All she knew was that she had to run. Although she had slowed to a determined walk, she kept pushing forth. The Artic chill was cold and pierced her very core, but that didn't bother her. The endless white terrain was desolate with no promise of safety or relief. It was the smallest miracle that there was still daylight for them to go by. She looked at her friend beside her who was struggling as much as she was. He was built better than her, but she knew he was weakened by the creature. The creature that had killed all of her co-workers, her dog Max, her research; all she had now was the very person who almost died trying to save her. He was injured by the creature, she knew that. He tried to hide it from her, but she was too quick for him. He wouldn't make it through the night unless they found some form of help. But in this case, hope was nowhere in sight. A single shred of hope would be the equivalent to a needle in a hay stack. She crossed her arms and tried to ignore the chill. Instead she tried to concentrate on Denny's breathing; his shallow, painful breaths that sounded like his last every time he inhaled.
"How are you holding up?" she dared to ask him.
"Not good," he said through gritted teeth. He pressed his gloved hand to his side. "Where the hell are we going, anyway?"
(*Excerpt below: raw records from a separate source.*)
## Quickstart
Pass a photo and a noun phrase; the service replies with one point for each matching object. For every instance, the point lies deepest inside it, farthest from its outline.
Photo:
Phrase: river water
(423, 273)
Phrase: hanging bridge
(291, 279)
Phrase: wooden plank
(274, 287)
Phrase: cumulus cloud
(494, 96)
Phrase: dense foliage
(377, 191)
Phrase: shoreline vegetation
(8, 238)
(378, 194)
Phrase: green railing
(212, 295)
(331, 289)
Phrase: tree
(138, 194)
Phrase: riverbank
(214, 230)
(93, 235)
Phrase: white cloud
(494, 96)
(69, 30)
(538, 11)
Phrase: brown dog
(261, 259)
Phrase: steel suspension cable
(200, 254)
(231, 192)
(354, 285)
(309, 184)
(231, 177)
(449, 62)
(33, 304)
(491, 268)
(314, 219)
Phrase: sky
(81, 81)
"I…I don't know," she admitted shamefully. "Maybe we'll find another base. We can't be the only two people in Antarctica..."
He chuckled sarcastically. "Oh, yeah. This entire continent is just crawling with people."
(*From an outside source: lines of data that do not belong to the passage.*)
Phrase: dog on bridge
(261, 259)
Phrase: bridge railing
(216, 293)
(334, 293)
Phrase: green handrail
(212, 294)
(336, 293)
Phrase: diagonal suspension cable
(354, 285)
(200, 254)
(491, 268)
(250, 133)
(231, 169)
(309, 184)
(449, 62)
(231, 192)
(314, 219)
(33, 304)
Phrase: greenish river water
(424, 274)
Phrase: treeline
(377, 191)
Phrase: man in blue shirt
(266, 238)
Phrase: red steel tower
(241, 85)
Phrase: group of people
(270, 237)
"You know, a little optimism here wouldn't kill you," she retorted.
"Optimism?" he exclaimed. "You want to talk optimism? God, how hard did you hit your head back there?"
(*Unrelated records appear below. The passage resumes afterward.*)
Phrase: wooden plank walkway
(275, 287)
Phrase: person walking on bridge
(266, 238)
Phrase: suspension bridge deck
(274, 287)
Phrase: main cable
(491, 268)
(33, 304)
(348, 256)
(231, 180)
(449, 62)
She could only roll her eyes to cover up her fear. She knew Denny was right; it was foolish to have optimism in a place like this. Suddenly, Denny gasped and stumbled onto the snow, doubled over in pain. She fell to his side, wrapping her arms around him. "Denny, please," she pleaded. "Just hold on. Please…"
"Who're we kidding, Kay?" he exclaimed, pressing his hand to his side. "We're in Antarctica, for Christ's sake; we might as well be dead."
"If you keep talking like that, then we will be," Kathryn looked around, thinking that help would suddenly appear. "We just…we have to…"
"Kay, look, it's fine," Denny looked up at her and tried to give her a reassuring smile through his pain. "That thing isn't going to get us, not this far out. We burned it good."
"I know, but…" she felt her chin quiver. "I'm scared."
"I know. Believe me, I'm scared shitless. But it'll be fine," his eyes were struggling to stay open. Kay didn't realize it, but so were hers. The cold was starting to disappear, and everything began to feel warm. Denny settled onto the snow, his voice revealing just how exhausted he really was. "Just breathe," he whispered. "Breathe…"
Kay watched as he slumped onto the snow. There was a small red spot already forming next to him. She could feel herself began to fade as well. The throbbing in her head was beginning to subside, her whole body going numb. They had been walking for hours with no hope in sight, except for that of a higher power. Realizing the end was probably near, Kay leaned on Denny's body, trying to relax and prepare for whatever lay ahead. She tugged her coat close to her body as the wind blew around them. Just as she slipped into unconsciousness, she thought she heard the distant sound of an approaching aircraft.